Dezember 28, 2008

Kill or not kill

Liebe Genossinnen und Genossen,
tief gespalten hat sich die Anthropsfyblogheadscene. Wie sehen die zwei Blöcke aus? Wie erkennt man dass dieser Blog dieser Richtung angehört und nicht der anderen? Dazwischen gibt es Mischformen, so wie Kreisel im Verkehr, die nicht anhalten oder verbieten sondern den Verkehr im Fluss halten. Die zwei Lager bestehen aus Krishnaisten und Arjunisten. Die Krishnaisten verlangen Mut, Kampf und Erleuchtung, die Arjunisten hingegen meist Uribier mit schlechtem Englisch sind Zweifler. Arjuna der seinen Pfeil und Bogen verzweifelt zur Seite legt und fragt. Was soll eigentlich dieser Blödsinn?

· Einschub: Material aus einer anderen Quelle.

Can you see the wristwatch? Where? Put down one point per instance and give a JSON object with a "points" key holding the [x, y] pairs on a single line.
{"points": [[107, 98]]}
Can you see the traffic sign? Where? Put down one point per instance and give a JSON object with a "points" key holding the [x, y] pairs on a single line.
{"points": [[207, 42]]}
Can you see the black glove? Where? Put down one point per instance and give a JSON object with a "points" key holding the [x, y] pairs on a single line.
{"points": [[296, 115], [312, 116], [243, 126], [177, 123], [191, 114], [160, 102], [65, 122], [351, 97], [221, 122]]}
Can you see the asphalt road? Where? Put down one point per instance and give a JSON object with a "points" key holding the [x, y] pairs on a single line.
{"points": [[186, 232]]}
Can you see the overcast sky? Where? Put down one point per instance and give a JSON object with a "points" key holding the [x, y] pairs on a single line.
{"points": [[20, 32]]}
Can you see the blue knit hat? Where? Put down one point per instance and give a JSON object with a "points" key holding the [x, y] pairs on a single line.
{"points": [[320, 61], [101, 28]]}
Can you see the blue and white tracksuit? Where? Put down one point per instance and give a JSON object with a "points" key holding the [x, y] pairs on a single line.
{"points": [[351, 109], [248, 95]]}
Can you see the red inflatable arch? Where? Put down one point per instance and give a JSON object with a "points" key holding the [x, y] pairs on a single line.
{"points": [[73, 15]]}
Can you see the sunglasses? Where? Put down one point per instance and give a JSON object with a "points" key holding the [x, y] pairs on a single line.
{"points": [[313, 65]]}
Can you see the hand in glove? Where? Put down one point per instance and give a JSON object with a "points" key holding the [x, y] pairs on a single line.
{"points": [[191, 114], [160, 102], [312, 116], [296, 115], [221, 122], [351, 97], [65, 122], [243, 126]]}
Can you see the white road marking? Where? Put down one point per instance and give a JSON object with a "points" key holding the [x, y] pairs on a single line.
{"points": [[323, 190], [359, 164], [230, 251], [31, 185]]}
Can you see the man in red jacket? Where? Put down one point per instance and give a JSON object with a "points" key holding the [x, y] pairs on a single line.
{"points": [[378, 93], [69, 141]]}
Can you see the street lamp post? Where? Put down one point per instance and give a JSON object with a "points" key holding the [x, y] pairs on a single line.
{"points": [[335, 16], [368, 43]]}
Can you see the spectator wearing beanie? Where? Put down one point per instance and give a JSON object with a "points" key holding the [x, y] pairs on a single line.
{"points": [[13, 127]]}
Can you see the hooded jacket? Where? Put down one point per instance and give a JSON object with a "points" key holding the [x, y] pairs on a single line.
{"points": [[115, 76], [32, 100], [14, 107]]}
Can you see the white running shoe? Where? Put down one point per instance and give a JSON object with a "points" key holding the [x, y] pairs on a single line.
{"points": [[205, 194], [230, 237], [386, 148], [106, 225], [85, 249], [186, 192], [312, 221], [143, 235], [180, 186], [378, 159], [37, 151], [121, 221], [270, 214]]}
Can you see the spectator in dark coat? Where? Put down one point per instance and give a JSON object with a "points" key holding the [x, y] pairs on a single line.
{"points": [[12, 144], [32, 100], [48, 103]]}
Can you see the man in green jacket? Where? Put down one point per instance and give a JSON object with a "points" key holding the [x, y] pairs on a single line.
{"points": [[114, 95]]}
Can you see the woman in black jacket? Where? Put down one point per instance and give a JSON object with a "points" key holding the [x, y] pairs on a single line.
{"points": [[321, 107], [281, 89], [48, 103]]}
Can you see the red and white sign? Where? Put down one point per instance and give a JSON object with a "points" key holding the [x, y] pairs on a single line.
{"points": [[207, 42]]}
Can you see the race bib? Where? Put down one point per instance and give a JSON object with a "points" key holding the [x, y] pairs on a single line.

Ich soll meine eigenen Artgenossen umbringen mit denen ich früher am Ganges gespielt habe deren Herzschlag ich gespürt habe deren Lachen mich angesteckt hat u.s.w. ( was sich halt so ein Pazifist für Gedanken macht oder sagen wir jeder Mensch mit Herz machen würde)
Das finden die Hindugötter gar nicht gut und schicken Krishna, einen begnadeten Sprecher, der ihm sagt er solle den Arsch hochkriegen und Kämpfen mit dem Argument manchmal muss man auch das Persönliche dem Überpersönlichen opfern. Jetzt ist Draufhauen angesagt Niederlage und Sieg ist das Gleiche. Ein alter Trick der Erleuchtetenden und Halbgötter oben ist unten , links ist rechts , Mama ist Papa und Tod ist Geburt und überhaupt was suchst Du eigentlich in den Niederungen der Dualität was nichts anderes als eine Illusion ist.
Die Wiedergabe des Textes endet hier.